Docs Endorse Senate Health Care Bill, With a Warning
Monday, December 21, 2009 at 3:06 pm
The American Medical Association, the nation’s largest doctors lobby, today put its weight behind the health reform bill likely to pass the Senate this week. But in its letter to Senate Majority Leader Harry Reid (D-Nev.), the group also warns that reform will be incomplete until Congress addresses the flawed funding formula that dictates Medicare payments to physicians.
The AMA firmly supports critical aspects of the bill that expand access to health insurance coverage, reform insurer practices, implement administrative simplifications, and promote wellness and prevention. … However, there is still work to be done. [...]
[B]efore any health reform effort, including this one, will prove successful, Congress must address Medicare’s fatally flawed physician reimbursement formula, the Sustainable Growth Rate (SGR). This bill relies heavily on the Medicare program to drive changes in provider and patient behavior in the health care system as a whole. However, delivery reforms and incentive policies will not effectively function while the SGR is still in place.
This is a stronger endorsement than the one AMA gave to the House bill earlier in the year, when the group hinged its support for health reform on an accompanying elimination of the SGR formula. That proposal passed the House last month, but Senate lawmakers killed a similar measure a month earlier because the $245 billion cost wasn’t paid for.
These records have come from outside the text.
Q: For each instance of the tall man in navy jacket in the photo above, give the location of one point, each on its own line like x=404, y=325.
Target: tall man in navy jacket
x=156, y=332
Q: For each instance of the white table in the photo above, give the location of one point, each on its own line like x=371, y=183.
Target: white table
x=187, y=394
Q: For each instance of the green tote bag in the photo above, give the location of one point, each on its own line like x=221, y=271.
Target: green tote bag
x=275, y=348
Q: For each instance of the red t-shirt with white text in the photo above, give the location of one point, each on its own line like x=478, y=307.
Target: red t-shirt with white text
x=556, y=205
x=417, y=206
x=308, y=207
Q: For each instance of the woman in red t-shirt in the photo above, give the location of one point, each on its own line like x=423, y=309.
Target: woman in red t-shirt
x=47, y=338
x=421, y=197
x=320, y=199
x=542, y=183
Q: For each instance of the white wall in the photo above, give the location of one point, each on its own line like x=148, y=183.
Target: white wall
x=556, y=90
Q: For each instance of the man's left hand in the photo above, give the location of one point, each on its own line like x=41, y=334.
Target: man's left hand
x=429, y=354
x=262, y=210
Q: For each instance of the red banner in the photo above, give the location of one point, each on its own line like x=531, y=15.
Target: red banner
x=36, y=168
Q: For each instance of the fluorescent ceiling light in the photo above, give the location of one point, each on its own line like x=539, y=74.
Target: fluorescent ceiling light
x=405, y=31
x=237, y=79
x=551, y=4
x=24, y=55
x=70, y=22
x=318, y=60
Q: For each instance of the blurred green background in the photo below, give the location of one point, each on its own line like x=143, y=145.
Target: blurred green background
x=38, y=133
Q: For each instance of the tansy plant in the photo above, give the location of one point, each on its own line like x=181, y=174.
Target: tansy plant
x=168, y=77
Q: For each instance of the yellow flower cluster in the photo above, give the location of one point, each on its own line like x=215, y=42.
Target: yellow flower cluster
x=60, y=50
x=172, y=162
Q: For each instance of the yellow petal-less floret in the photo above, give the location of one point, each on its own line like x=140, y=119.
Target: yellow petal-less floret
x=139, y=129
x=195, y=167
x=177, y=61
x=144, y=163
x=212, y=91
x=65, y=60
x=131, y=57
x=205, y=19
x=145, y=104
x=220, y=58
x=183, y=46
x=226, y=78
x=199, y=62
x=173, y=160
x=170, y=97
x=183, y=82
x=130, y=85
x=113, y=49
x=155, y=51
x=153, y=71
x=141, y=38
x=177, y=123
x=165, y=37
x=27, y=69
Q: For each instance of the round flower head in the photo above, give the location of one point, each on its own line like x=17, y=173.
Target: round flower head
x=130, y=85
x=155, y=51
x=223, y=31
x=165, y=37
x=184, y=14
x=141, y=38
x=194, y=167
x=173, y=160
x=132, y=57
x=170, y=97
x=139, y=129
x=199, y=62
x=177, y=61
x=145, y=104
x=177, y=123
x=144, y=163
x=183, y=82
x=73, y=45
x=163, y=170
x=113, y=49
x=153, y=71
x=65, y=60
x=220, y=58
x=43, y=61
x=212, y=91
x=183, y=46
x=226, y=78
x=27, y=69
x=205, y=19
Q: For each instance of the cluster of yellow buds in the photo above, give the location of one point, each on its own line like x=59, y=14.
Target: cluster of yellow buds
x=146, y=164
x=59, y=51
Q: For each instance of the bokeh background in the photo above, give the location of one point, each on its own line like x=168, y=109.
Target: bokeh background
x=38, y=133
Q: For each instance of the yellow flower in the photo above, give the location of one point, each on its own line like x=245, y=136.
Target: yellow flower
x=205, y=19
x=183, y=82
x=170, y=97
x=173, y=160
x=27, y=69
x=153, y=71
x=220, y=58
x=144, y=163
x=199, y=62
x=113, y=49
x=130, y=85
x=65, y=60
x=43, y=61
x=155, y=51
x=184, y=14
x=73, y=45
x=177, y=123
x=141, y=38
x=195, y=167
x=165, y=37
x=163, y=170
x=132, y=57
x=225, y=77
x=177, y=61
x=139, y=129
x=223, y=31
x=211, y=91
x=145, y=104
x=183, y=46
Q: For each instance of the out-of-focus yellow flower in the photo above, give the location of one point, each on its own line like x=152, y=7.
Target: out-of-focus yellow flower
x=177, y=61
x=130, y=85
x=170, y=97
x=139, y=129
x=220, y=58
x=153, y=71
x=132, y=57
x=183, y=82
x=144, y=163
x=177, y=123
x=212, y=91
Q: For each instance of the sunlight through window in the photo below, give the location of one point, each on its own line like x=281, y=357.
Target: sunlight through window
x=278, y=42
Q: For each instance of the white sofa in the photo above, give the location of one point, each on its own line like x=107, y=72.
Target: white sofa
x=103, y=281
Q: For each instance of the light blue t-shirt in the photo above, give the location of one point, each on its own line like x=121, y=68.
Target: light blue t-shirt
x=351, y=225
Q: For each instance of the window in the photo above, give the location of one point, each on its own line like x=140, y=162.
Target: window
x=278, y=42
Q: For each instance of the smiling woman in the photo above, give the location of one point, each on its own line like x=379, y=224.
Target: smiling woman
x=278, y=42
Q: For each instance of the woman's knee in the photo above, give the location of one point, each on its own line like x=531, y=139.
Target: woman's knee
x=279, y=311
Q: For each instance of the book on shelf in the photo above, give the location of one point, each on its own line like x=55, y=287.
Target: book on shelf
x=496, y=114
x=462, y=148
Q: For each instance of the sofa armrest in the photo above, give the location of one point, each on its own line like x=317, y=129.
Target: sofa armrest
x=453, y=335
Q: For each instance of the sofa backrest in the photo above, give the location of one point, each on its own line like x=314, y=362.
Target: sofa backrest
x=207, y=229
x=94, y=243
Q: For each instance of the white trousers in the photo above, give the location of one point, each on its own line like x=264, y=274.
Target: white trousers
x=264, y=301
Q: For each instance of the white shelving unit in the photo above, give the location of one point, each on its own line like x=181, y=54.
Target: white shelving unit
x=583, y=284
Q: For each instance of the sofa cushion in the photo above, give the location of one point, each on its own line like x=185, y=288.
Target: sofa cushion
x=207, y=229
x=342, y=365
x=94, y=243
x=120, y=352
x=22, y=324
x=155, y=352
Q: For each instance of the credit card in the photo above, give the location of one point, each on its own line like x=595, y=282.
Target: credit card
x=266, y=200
Recognizing that a permanent doc-fix isn’t happening this year, AMA decided not to attach the same condition to its endorsement of the Senate bill. Instead, it attached a warning: Congress — which recently approved a 60-day patch preventing Medicare payment cuts to docs as part of its defense spending bill — must return early next year with plans to provide a permanent solution to the perennial problem.
Physicians, and increasingly patients, are rapidly losing faith in the ability of Congress to address this critical issue. It is for that reason that the AMA will oppose efforts to apply temporary band-aids beyond the 60-day extension included in the FY 2010 Defense appropriations bill. Congress must replace the SGR early next year in order to achieve the access, payment and delivery reform goals envisioned by H.R. 3590. We will not support a final Conference Report without a clear pathway for passage of a permanent repeal of the SGR formula early next year.
The doc-fix issue leaves Democrats in the awkward position of having to return to health care next year just a few weeks after they’re likely to enact the most expansive health reforms in 44 years.